Family of Gulf emigrant relives nightmare

December 13, 2014 12:24 am | Updated 12:24 am IST - KALAMADUGU (ADILABAD DIST.):

Narsavva and Nagesh, wife and son of the deceased Desaraji Sathaiah cry inconsolably on the arrival of his body at Kalamadugu in Adilabad district on Thursday night. Photo: S. Harpal Singh

Narsavva and Nagesh, wife and son of the deceased Desaraji Sathaiah cry inconsolably on the arrival of his body at Kalamadugu in Adilabad district on Thursday night. Photo: S. Harpal Singh

It was not just the eeriness of a night funeral or the heart wrenching cries of mourners on Thursday that set Desaraji Sathaiah’s last rites apart. It was kind of bizarre as the cremation was being held almost six months after the death of the unfortunate expatriate in Dammam, Saudi Arabia.

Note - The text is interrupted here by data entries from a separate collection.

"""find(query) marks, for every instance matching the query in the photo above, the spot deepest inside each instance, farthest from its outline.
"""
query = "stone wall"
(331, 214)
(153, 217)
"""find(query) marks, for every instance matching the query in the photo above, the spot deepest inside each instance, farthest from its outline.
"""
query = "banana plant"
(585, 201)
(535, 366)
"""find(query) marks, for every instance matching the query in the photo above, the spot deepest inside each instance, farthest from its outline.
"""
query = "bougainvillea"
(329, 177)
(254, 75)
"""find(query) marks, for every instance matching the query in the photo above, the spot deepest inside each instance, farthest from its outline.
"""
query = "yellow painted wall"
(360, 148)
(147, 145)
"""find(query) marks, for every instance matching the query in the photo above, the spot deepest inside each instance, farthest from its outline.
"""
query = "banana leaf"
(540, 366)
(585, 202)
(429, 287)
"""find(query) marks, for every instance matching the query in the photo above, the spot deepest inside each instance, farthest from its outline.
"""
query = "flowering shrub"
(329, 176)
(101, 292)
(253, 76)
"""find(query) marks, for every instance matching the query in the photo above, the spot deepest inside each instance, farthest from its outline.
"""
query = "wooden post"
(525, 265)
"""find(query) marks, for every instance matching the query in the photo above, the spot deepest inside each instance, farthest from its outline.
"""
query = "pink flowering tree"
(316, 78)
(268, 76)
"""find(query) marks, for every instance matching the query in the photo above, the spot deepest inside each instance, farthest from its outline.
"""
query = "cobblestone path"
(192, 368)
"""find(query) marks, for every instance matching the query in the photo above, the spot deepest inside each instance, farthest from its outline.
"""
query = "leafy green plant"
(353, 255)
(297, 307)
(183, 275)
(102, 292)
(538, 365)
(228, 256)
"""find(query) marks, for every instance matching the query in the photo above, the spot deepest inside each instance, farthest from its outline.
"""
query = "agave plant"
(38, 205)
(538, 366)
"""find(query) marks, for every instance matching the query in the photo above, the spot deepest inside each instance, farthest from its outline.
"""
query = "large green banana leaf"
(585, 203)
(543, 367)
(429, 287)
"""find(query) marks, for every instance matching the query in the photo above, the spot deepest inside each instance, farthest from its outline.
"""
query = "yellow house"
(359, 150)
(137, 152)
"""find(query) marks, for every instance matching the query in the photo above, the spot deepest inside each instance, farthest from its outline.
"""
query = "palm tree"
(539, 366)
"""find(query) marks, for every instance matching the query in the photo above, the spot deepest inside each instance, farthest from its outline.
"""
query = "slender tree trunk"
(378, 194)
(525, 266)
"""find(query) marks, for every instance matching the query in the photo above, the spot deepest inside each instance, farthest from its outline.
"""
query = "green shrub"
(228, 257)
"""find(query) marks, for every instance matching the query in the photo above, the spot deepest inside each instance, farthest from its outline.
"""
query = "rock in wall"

The funeral also brought Narsavva and Nagesh, the widow and teenaged son of Sathaiah, face-to-face with the harsh reality of life without the assuring presence of their family head. The tears which both of them had controlled for the last six months gushed out in a flood as the dead body was brought to the cremation ground on the outskirts of this village.

In fact it was Narsavva who had claimed the dead body at the Shamshabad airport and brought the casket to the village sitting for the agonising nine hours which the ambulance consumed to reach the village. “She did break down at times but was mostly composed,” said Shaik Chand Pasha, president of the Jagtial based NGO Gulf Returning Members Welfare Society (GRMWS), who helped the widow with the proceedings.

“The family needs all the support it can get,” said farmer Rekala Krishnamurthy, for whom Sathaiah, a blacksmith by profession used to make agriculture implements.

She has kept her sanity all along but it may be difficult to do so now, he adds imagining of the times ahead which could even make the son dropping out of school.

Gaddi Rajanna, a neighbour recalled the joyous time he spent with the hardworking blacksmith in the lane who died within 15 days of his reaching Dammam. “He used to crack jokes often and make us laugh,” he said.

According to his relatives, Sathaiah had incurred a debt of Rs. 3 lakh for marrying off his two daughters.

“He decided to emigrate to work in Dammam only to repay this debt,” Mr. Chand Pasha said.

Like many others of his kind, the Kalamadugu blacksmith too was cheated by his travel and emigration agent, which resulted in the authorities in Saudi Arabia refusing to send the body back as the immigration papers of the deceased were not in order,” he alleged.